図書館に行く。帰り道はプールの横を通る。夜の、特に冬のプールはしんとしている。去年の夏から水はずっと入ったままで、今はその水は深緑色になり大きな池のようになっている。冬でも、夜になるとプールサイドの電燈は必ず点いていて、蛍光灯が作っている人工的な光の溜まりに夏の夕暮れの景色がだぶって見える。

2008.02.12.
ミネストローネと鰯の南蛮漬、サラダ、パン
サラダは先日箱庭さんで出して頂いたサラダに金柑が添えられていたのが美味しくて、それから何度か作っている。ミネストローネは野菜を鍋で一種類ずつ炒めては、加えて、全部しっかり炒めたところから水を加えるのでとてもコクが出る。いつもチーズをかけて食べる。色は決して美味しそうな色にはならないけれど、この作り方が最近は気に入っている。

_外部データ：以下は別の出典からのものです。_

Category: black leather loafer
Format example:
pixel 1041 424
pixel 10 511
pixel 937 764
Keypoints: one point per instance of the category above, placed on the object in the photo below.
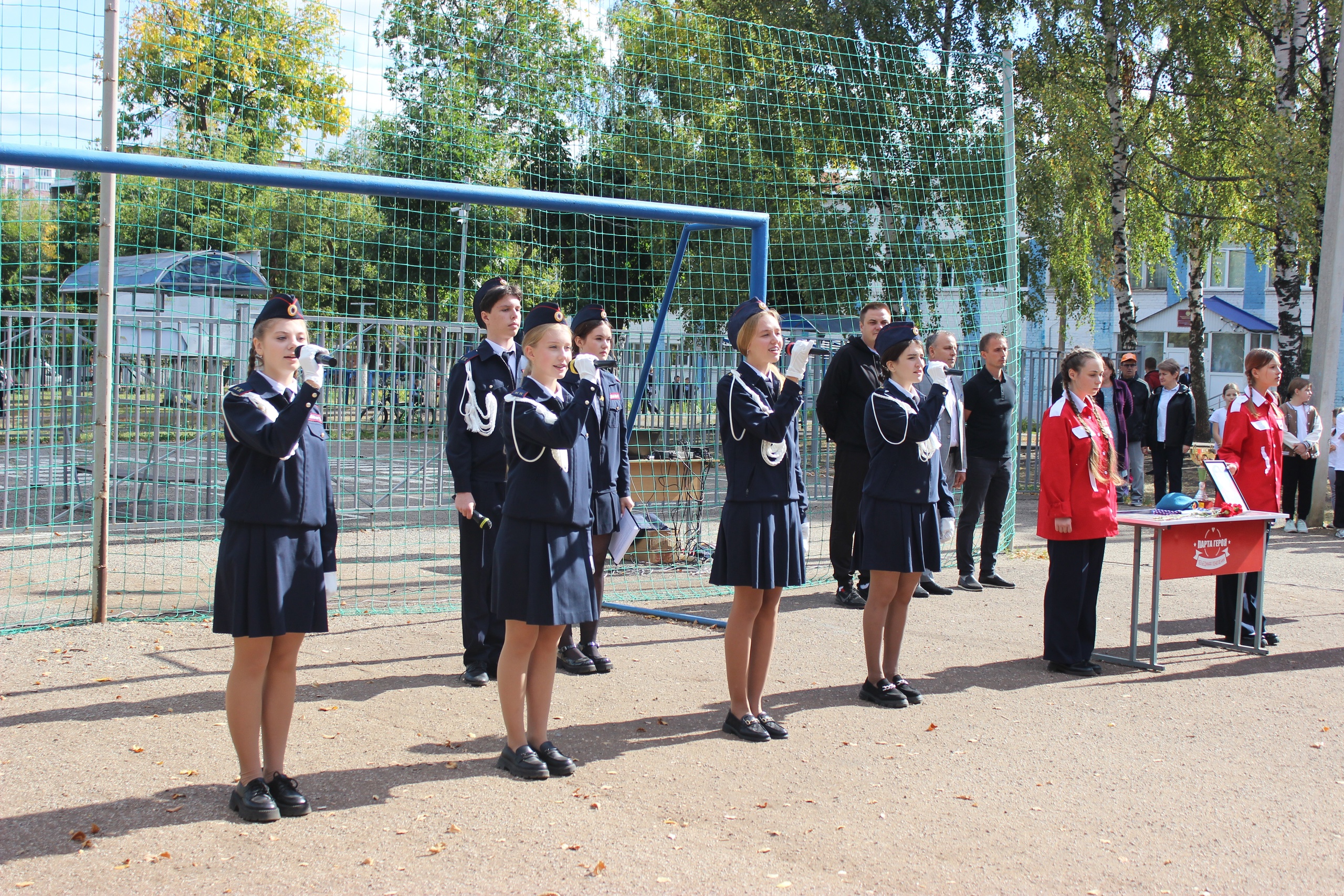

今日は西麻布のMITATEに夏の展示の下見に行く。雨の音が意外なほど大きな音で響いている。何ができるだろうと考えながら、壁のひとつひとつが空白になった時を想像しながら歩く。歩いていると空間が感じられてくる。なにか密度が高い場所と、淡い場所がある。はじめて展示をする場所へ行って、歩き回る中で、この場所の『ひっかかり』に出合うのがいつも楽しい。

2008.02.08.
いつもはシャッターが降りている倉庫が、今日はシャッターが開いている。外から見るより天井が高くて広い。何といって変わったところがあるわけでもないのに、しばらく立ち止まって見ていた。